原作へのリスペクトも多くて嬉しかった。プールにナズナが横になる印象的なカットや、顔にホースで水をかけるシーンはもちろん、「取ってよ」「夜の商売とか?」「観月ありさ〜〜!」など印象的なセリフもそのまんま使われててグッときた。広瀬すずと菅田将暉の声も、原作の子役が声をやっているのかと思うほど抑揚や声の出し方が原作に忠実で素晴らしかった。

ただ、原作にあったような小学生の恋だからこそのノスタルジーや、大人びた同級生への憧れ、どうあがいても終わりから逃げられない1日の恋っていう切なさと刹那さはなくなっていて残念だった。

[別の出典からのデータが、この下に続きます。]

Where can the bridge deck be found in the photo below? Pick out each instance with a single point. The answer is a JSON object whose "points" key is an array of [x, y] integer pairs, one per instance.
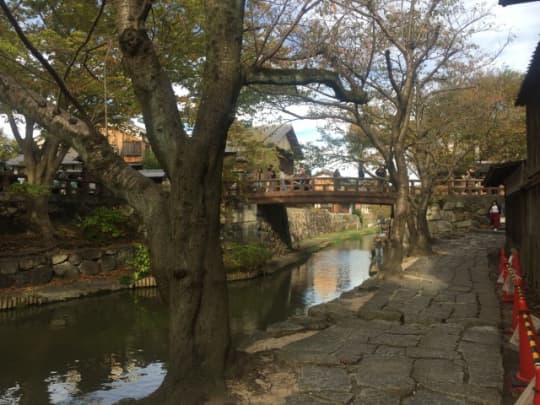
{"points": [[320, 190]]}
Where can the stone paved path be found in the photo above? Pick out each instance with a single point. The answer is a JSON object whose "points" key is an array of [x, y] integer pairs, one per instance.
{"points": [[431, 337]]}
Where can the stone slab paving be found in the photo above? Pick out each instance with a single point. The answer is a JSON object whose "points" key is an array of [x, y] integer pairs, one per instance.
{"points": [[429, 337]]}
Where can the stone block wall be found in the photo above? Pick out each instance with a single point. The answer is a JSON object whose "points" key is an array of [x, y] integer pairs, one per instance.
{"points": [[458, 214], [308, 223], [42, 268]]}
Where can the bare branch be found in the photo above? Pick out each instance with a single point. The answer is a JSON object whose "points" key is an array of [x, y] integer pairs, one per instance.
{"points": [[288, 77], [24, 39]]}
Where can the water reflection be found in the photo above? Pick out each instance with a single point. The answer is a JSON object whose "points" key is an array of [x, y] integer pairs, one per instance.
{"points": [[102, 349], [257, 303]]}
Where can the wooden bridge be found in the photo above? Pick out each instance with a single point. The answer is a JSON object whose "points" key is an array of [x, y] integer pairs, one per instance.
{"points": [[322, 190], [343, 190]]}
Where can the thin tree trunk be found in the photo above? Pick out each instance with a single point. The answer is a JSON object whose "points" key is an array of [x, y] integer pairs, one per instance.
{"points": [[419, 236], [38, 216], [394, 256]]}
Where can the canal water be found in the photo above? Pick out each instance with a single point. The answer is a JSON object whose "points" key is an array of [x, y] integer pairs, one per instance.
{"points": [[99, 350]]}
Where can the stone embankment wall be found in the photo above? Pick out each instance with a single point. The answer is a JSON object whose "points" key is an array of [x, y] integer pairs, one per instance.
{"points": [[20, 271], [459, 214], [308, 223], [249, 225]]}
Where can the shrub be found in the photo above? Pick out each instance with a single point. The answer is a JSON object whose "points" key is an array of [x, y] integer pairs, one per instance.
{"points": [[245, 257], [104, 224], [34, 190], [140, 262]]}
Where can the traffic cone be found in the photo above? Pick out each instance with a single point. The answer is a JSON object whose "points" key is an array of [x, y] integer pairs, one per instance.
{"points": [[516, 263], [508, 287], [503, 270], [518, 295], [536, 400], [528, 347]]}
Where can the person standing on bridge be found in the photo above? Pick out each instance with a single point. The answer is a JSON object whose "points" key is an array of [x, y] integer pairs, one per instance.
{"points": [[495, 215], [337, 175], [282, 180], [381, 174]]}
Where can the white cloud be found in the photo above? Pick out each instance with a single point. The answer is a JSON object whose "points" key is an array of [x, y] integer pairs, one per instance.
{"points": [[521, 21]]}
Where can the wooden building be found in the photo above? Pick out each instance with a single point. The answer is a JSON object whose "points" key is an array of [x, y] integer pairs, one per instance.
{"points": [[522, 181]]}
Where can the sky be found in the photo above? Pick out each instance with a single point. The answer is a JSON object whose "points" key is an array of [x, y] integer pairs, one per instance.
{"points": [[520, 20]]}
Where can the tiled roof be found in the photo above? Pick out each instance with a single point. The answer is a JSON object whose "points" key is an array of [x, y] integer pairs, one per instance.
{"points": [[530, 88]]}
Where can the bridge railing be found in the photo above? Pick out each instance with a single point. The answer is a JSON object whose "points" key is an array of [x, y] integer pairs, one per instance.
{"points": [[312, 184], [460, 187]]}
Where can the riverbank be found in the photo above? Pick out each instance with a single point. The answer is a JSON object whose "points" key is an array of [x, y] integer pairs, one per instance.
{"points": [[68, 289], [430, 336]]}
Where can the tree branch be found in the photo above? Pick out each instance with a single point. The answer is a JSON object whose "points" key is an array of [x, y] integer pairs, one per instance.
{"points": [[291, 77], [24, 39], [96, 152]]}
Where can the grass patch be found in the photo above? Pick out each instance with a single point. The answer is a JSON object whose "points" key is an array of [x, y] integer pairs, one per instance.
{"points": [[245, 257]]}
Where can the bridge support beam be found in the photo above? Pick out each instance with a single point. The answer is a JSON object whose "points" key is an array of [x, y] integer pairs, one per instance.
{"points": [[276, 216]]}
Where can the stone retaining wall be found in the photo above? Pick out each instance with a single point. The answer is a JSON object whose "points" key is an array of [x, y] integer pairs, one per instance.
{"points": [[20, 271], [308, 223], [455, 215]]}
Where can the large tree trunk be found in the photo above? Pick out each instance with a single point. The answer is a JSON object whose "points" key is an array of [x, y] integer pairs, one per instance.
{"points": [[185, 253], [37, 214], [395, 252], [419, 235]]}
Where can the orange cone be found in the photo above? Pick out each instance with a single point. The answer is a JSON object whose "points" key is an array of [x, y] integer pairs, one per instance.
{"points": [[516, 263], [536, 400], [518, 295], [508, 287], [503, 270], [528, 347]]}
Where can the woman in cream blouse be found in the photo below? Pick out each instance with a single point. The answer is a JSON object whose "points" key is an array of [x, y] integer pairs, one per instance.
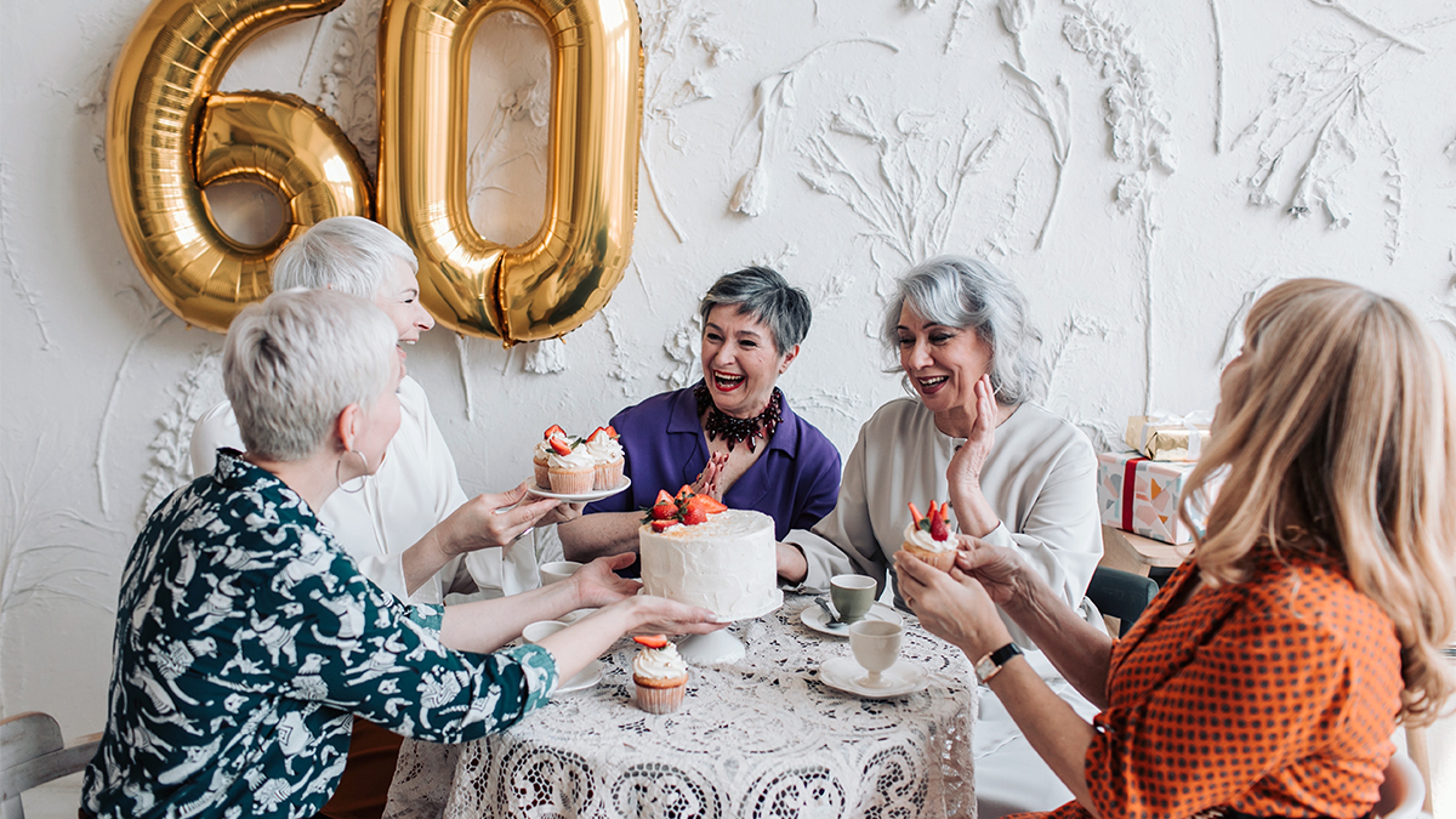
{"points": [[1015, 475]]}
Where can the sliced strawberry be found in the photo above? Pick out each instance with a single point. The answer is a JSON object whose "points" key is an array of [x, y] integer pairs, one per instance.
{"points": [[938, 530]]}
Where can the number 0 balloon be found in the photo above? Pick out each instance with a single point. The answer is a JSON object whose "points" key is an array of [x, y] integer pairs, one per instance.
{"points": [[567, 271]]}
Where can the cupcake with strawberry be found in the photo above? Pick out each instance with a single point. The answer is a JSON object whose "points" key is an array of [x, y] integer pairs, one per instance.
{"points": [[608, 457], [660, 675], [542, 455], [571, 470], [929, 538]]}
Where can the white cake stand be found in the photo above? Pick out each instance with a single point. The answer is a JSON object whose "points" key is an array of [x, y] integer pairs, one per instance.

演出面もなかなか面白かった。ループする日常の表現に、風車が回るところや、螺旋階段に沿うようなカメラワークを使うところ(しかもループした世界では風車は反対に回り、螺旋階段のカメラワークも逆回りになる)も面白い。

シャフトのアニメを見たのは初めてだけど、水の表現がとにかくすごい綺麗。ただ、キャラクターの唇とか肩がテカテカし過ぎているのはちょっと苦手。やりすぎ。あとは謎の球を投げるシーンとかはすごく手がこんでておお〜ってなるんやけど、雑なカットも結構目につく。全体的に頑張ってほしい。

見たいと思ってたけど酷評されてるから迷ってるって人、ちょいと難しいのもたまには腰入れて見にいってみるか!ぐらいの心持ちで行くのがいいかと。できればなんとかして岩井俊二の原作を見てからだとなお楽しめます〜〜(45分しかないのですぐ見れます)。(できれば「少年たちは花火を横から見たかった」っていうドキュメンタリーも見るともっと面白いよ)(それは2時間もあるけど)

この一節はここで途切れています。